Plus de prime pour les célibataires : ce chèque très attendu pourrait leur être retiré
Après "pas de bras, pas de chocolat", "pas d'enfant, pas de présents" ? Une aide attendue par de nombreux ménages pourrait bien être bouleversée ces prochains mois. Versée en 1998 et reconduite chaque année depuis, elle n'a certes pas vu son montant évoluer mais n'avait sinon pas fait l'objet de beaucoup de modifications. La chasse aux économies lancée dans le cadre du projet de Budget 2026 est passéE par là et les célibataires et ménages sans enfant pourraient en faire les frais.
Cette aide exceptionnelle, réservée aux ménages modestes, ne serait ainsi plus attribuée aux personnes seules ou en couple sans enfant. Le gouvernement justifie cette mesure par "l'état des comptes de la Sécurité sociale". "Si on n'a pas le courage de s'attaquer à bras-le-corps à son équilibre, ça va déraper. On va arriver à un moment où on ne sera plus capable de payer les retraites, de payer les remboursements", a déclaré Jean-Pierre Farandou le 4 novembre sur France Inter.

Cette aide, c'est la prime de Noël et les montants sont les suivants : 152,45 euros pour un célibataire sans enfant et 228,68 euros pour un couple sans enfant. Des montants qui n'ont jamais été revalorisés depuis la création de cette aide. Si la réforme est approuvée, ces catégories de bénéficiaires perdraient donc cette somme dès l'année prochaine. A noter que la campagne de versement de la prime de Noël en 2025 n'est pas concernée, la réforme devant prendre effet seulement en 2026.

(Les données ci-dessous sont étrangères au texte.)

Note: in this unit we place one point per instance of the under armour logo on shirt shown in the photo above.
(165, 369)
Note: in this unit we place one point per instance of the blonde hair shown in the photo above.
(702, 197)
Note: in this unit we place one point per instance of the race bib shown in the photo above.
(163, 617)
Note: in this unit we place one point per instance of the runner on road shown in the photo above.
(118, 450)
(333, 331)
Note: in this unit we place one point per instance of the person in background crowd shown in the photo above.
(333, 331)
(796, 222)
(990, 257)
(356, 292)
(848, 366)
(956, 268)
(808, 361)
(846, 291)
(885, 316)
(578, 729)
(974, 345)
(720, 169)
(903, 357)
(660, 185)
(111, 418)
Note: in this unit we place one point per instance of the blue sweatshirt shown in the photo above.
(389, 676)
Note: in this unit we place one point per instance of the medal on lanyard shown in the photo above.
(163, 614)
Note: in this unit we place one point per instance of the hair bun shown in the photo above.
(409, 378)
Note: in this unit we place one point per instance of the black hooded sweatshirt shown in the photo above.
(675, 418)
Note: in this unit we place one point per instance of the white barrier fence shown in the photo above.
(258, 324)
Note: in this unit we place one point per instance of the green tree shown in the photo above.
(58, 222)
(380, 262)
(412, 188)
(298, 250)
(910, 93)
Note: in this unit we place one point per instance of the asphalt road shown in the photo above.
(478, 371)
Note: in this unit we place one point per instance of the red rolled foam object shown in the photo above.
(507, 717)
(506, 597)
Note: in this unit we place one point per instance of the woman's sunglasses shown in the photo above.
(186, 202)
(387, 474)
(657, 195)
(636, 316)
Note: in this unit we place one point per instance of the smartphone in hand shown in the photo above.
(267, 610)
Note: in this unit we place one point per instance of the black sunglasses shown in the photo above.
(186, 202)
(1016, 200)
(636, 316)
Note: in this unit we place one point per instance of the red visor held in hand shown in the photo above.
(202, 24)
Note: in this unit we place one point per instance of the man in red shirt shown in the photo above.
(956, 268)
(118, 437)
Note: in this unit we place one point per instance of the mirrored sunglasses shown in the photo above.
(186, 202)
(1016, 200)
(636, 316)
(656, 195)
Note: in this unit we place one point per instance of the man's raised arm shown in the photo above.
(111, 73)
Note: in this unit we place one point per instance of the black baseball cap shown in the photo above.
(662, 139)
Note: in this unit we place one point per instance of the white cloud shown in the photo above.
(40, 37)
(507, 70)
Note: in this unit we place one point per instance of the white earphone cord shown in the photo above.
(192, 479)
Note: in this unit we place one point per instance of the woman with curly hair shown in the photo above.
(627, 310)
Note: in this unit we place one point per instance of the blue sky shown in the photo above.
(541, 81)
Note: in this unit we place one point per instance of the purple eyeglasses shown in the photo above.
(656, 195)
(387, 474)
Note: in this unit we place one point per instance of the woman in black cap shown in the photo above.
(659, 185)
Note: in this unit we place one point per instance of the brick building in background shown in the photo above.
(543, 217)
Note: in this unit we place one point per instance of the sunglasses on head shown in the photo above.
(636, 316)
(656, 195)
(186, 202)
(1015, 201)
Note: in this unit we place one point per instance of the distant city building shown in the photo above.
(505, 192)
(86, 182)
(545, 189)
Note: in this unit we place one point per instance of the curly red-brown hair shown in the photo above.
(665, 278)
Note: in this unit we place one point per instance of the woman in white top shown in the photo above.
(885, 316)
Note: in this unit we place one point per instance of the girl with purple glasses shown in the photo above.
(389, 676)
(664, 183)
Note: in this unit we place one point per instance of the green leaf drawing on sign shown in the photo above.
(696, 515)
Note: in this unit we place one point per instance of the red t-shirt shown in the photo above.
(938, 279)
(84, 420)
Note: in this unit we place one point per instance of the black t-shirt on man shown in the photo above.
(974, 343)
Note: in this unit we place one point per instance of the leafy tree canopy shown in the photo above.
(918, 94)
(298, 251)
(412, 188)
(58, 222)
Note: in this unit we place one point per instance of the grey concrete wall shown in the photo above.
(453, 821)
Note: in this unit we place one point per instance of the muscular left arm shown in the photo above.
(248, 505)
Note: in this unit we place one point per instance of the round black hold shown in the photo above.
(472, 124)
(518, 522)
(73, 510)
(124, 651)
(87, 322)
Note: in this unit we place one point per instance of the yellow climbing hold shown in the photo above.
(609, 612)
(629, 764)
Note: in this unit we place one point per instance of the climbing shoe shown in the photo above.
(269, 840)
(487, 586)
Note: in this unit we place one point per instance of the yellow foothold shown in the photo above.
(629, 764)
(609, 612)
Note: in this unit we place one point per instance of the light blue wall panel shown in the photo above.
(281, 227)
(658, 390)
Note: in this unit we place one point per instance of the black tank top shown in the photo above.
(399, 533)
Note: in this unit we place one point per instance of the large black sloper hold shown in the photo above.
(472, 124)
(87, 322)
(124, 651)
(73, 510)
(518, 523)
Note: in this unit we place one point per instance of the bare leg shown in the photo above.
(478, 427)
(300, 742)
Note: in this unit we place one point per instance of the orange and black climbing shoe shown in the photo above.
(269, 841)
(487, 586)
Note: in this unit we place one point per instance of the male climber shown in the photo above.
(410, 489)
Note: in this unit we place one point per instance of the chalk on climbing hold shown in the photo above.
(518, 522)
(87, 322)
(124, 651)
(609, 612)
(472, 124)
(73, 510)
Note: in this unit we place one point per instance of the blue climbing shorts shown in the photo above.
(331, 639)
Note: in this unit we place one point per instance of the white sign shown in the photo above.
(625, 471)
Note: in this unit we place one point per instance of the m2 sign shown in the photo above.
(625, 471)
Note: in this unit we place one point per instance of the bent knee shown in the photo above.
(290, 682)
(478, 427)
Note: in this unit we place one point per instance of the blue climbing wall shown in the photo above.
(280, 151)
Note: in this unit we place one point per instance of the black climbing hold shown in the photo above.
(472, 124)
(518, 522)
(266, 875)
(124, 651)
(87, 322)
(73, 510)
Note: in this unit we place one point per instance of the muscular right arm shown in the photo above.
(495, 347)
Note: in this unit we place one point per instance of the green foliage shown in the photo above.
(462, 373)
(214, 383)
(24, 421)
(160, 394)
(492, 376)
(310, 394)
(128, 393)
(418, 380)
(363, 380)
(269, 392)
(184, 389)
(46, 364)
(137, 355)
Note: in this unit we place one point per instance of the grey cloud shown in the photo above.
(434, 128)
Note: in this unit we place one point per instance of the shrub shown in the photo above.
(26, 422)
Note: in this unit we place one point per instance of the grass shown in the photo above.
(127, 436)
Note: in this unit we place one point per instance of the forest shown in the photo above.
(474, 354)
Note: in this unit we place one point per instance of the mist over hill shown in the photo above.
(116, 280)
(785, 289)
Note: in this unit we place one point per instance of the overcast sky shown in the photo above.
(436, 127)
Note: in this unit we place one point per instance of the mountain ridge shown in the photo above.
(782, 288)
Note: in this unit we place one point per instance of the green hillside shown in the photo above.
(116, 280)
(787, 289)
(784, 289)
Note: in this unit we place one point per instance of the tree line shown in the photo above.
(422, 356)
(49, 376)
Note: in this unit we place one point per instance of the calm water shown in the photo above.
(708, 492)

Cette année, la prime de Noël coûtera 466,5 millions d'euros à l'État. Avec la suppression de l'aide pour les foyers sans enfant, l'enveloppe budgétaire chuterait à 261,5 millions d'euros en 2026, soit une baisse de près de 45% en un an. Une économie substantielle pour les comptes publics, mais qui suscite déjà de vives critiques.
Le coordinateur de La France insoumise, Manuel Bompard, a ainsi qualifié cette proposition d'"ignoble", soulignant que même sans enfant, les bénéficiaires de minima sociaux "ont une famille" et que c'est sur eux que le gouvernement a décidé de "faire des économies". Ce projet promet donc d'animer les débats à l'Assemblée. Jean-Pierre Farandou s'est dit ouvert aux discussions, tout en rappelant qu'il "faut accepter cette idée que la générosité qu'on a connue pendant des décennies est peut-être arrivée à son terme".